Simão Monteiro acredita que a proposta de lei apresentada pelo governo vai ser uma lei melhor que a vigente, mas, na sua opinião, fica-se com a ideia de que ainda há muita protecção do inquilino. “A experiência vai agora dizer, depois da aprovação no Parlamento, como é que as coisas vão-se desenrolar na prática judiciária”.
Mobilidade
Para já não acredita que a proposta de lei vai facilitar a mobilidade dos cidadãos, um dos objectivos visados pelo presente diploma. “A mobilidade não depende apenas deste regime. Depende, em primeiro lugar, da existência de fogos para arrendamento; depende da cultura. Há ilhas onde há dificuldades em conseguir um arrendamento mesmo havendo casas. Por exemplo, na Boa Vista, as pessoas de Santiago que foram procurar trabalho não tiveram acesso às casas. Daí ter nascido um novo bairro. Na ilha de Santiago, há muita imigração para a Praia, mas como não há fogos disponíveis, as pessoas vão para a construção clandestina. Porque o problema da mobilidade tem sobretudo a ver com a capacidade de pagar a renda. Pode haver fogos, o senhorio coloca a renda que achar justa, mas se o inquilino não estiver de acordo com o preço, não arrenda”.

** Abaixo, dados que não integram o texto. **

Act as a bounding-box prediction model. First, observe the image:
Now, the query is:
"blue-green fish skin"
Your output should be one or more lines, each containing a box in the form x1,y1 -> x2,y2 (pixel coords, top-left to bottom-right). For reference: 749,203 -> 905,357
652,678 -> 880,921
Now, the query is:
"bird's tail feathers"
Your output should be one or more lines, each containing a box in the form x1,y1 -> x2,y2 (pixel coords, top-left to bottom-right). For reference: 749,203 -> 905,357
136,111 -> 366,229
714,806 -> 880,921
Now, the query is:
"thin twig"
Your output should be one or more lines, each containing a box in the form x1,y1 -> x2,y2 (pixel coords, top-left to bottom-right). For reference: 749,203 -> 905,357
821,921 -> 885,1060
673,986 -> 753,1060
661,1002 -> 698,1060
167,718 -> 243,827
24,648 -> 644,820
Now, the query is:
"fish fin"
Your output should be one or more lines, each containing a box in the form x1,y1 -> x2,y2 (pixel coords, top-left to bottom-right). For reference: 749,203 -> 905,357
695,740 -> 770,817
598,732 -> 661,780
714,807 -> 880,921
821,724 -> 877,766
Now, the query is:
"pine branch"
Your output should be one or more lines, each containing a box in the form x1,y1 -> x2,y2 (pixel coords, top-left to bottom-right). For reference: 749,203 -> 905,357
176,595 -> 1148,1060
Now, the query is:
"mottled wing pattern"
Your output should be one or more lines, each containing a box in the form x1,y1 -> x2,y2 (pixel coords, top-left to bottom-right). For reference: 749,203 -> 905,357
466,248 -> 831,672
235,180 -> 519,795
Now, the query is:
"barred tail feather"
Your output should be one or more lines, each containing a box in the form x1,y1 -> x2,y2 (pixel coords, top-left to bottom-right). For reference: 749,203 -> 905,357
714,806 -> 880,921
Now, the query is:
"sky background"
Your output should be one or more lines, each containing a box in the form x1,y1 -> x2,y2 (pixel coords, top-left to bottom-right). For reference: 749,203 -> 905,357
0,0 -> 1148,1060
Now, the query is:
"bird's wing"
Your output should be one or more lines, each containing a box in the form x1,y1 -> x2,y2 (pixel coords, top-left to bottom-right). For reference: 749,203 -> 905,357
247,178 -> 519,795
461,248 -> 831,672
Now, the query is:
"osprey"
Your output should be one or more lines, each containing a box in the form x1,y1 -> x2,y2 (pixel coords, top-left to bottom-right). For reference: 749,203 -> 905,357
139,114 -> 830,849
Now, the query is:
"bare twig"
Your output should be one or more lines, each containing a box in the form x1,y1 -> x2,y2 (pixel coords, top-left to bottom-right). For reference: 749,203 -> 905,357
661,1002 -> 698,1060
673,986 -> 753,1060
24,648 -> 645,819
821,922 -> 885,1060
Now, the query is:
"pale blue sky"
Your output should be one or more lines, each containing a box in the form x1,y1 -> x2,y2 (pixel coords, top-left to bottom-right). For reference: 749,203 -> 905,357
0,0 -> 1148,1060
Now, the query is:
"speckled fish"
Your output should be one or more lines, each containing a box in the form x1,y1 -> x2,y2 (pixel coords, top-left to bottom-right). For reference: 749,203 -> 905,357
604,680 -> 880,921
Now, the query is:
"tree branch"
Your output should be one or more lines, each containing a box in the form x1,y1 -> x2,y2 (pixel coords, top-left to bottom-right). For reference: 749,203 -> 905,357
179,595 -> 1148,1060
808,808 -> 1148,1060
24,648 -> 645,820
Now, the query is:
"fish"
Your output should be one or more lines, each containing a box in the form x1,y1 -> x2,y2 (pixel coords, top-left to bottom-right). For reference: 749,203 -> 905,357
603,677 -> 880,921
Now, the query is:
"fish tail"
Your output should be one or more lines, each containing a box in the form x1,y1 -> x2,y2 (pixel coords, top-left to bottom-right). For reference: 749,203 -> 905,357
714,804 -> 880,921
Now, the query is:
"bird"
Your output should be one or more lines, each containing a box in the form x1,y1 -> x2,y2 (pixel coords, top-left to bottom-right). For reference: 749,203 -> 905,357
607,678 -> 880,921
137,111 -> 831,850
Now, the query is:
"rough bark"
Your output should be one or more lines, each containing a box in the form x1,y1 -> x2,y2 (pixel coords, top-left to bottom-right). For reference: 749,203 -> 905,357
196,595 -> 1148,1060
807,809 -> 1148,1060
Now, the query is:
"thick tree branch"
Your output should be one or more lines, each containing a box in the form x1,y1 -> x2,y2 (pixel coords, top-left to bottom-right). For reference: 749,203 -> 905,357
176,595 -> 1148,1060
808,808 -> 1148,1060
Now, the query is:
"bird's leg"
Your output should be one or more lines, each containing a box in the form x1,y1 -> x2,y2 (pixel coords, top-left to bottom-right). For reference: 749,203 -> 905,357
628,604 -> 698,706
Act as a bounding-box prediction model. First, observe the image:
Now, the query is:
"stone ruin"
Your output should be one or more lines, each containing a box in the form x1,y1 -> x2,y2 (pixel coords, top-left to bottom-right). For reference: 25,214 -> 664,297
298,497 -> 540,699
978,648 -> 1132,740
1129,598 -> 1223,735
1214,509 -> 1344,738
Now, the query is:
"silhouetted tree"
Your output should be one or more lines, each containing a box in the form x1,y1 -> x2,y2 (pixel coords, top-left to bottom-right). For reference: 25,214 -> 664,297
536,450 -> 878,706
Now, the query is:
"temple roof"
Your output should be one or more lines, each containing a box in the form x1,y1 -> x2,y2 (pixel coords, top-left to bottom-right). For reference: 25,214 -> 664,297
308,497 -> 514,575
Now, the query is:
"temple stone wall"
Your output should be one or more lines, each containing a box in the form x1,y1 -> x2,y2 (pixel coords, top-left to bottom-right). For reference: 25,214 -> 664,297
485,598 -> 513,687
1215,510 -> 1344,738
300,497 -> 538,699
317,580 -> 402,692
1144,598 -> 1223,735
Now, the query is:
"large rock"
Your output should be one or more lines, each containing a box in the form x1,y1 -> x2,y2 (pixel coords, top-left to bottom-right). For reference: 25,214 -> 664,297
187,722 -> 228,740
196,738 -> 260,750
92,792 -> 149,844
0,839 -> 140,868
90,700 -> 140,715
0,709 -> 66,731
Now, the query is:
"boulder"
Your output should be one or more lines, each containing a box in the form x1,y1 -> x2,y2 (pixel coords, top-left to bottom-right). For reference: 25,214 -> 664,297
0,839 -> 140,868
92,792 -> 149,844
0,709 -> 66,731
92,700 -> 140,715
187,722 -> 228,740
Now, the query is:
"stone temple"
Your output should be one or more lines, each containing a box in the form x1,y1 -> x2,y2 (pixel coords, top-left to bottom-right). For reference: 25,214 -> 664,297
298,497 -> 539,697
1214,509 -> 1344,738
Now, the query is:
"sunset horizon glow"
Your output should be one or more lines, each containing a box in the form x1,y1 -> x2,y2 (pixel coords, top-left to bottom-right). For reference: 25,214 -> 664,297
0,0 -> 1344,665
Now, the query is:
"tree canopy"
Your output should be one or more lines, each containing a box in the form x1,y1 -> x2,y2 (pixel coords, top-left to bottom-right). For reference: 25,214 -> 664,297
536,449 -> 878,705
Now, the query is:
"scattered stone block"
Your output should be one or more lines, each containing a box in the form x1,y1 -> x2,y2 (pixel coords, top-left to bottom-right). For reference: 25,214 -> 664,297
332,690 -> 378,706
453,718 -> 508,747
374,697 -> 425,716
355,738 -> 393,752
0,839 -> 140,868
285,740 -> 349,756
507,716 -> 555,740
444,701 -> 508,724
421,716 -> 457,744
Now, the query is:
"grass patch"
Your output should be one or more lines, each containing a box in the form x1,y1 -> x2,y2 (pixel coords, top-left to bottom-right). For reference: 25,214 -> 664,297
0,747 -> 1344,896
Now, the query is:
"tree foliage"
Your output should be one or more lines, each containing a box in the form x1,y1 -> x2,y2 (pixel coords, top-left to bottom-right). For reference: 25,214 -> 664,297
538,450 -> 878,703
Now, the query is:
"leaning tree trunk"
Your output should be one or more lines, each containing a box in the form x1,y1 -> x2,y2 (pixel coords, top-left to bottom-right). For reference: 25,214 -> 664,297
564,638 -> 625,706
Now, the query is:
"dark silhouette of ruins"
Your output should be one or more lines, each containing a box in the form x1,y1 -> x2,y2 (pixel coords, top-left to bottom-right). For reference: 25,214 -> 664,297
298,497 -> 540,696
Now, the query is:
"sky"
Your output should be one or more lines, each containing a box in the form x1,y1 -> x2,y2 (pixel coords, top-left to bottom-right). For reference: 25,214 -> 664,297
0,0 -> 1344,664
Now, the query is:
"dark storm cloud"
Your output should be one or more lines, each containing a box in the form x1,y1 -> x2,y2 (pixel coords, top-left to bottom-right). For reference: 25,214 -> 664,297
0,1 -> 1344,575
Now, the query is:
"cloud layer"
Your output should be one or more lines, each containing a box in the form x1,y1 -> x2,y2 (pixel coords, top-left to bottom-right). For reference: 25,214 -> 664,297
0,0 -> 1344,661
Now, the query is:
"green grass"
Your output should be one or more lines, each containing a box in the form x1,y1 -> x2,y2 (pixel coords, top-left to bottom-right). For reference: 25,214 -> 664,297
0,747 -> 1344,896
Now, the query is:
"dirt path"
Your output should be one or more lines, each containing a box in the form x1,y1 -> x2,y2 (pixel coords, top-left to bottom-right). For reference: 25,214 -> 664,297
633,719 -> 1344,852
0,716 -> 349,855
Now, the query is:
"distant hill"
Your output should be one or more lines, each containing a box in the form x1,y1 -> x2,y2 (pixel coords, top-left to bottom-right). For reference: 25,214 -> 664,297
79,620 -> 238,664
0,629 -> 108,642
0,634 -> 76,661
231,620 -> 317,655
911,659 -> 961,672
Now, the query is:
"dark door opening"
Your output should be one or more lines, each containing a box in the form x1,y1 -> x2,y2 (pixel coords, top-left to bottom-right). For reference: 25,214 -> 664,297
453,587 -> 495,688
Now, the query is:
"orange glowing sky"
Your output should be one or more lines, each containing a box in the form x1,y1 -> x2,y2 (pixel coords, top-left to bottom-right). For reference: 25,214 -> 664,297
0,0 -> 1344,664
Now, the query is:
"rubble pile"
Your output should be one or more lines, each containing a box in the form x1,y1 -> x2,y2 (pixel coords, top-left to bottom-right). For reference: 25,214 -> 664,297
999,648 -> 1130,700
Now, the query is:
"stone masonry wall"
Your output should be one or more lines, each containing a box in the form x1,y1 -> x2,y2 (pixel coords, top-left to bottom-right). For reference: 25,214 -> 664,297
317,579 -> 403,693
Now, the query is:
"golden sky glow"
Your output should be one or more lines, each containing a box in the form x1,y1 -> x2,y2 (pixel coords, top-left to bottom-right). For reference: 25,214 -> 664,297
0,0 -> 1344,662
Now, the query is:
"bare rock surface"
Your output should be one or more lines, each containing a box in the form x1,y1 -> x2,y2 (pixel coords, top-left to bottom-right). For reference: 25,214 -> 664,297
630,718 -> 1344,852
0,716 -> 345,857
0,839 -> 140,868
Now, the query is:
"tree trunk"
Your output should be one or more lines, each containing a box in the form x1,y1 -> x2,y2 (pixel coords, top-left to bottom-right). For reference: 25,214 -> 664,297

Na opinião deste jurista a questão da mobilidade tem que ser atacada não só com a lei do arrendamento, mas também com a parafiscalidade. “Como é que você quer mobilidade, como é que quer que um senhorio arrende a sua casa, se o Estado lhe tira 20 por cento da renda à cabeça. A fiscalidade tem influência no mercado imobiliário e na mobilidade. Portanto, muitas vezes os senhorios arrendam e não declaram ao fisco para não pagarem os 20 por cento. Portanto a parte fiscal não estimula a mobilidade”.
Um dos objectivos visados pelo presente diploma é o fomento do mercado de arrendamento para habitação. Para Simão Monteiro a presente proposta de lei é melhor que a vigente porque facilita mais, mas continua a ser restritiva. “O diploma vai dar o seu contributo de forma relevante para melhorar o mercado de arrendamento, porque a lei actual é muito restritiva, mas a própria proposta de lei continua restritiva”.